Interestingly, these mice have also been used to investigate the side effects of chemotherapy, showing less severe diarrhoea compared to normal mice. Diarrhoea remains a significant side effect of chemotherapy. It is acutely life threatening as it starves patients of vital nutrients and makes them susceptible to infection and death.
Like cancer development and treatment, diarrhoea is associated with changes in the gut microbiome, but we now think that the levels of bacteria found in a person's gut before they start chemotherapy might be important in how they respond. We have shown that mice with high levels of Proteobacteria (before chemotherapy), had much worse diarrhoea compared to mice with low levels of these bacteria.
This research supports growing evidence in human trials showing that the levels of gut bacteria in the poo of patients before they start cancer treatment predicts their likelihood of developing diarrhoea.
So what does this mean for the treatment of cancer?

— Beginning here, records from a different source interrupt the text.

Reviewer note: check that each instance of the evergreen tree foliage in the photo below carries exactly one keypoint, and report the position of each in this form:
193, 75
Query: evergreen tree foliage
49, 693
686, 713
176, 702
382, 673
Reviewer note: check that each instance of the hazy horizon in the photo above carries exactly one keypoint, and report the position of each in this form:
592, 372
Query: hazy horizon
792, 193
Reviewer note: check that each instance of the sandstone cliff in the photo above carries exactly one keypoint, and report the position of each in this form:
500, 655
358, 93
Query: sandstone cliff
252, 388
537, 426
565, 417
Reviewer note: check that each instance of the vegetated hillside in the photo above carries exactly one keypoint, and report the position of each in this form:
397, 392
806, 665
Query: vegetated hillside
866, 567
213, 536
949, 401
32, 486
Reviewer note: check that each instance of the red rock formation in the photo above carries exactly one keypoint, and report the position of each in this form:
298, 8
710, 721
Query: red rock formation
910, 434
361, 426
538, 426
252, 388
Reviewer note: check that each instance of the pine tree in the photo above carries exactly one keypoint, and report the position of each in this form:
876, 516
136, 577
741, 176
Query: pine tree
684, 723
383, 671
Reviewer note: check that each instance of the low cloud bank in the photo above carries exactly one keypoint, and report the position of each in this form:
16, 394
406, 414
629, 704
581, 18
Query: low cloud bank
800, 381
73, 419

This exciting new research suggests that modifying the microbiome might be a powerful to optimise cancer treatment outcomes. This could be in the form of poo transfer, probiotics or even something as simple as changing someone’s diet.
And the ability to understand someone’s risk, and modify it before chemotherapy starts, can ensure the perfect balance between chemotherapy response and toxicity is achieved.
Work is currently being performed in Adelaide to identify the specific bacteria that are critical in determining chemotherapy response. Once this has been achieved, methods of mitigating risk can be evaluated and translated to patients.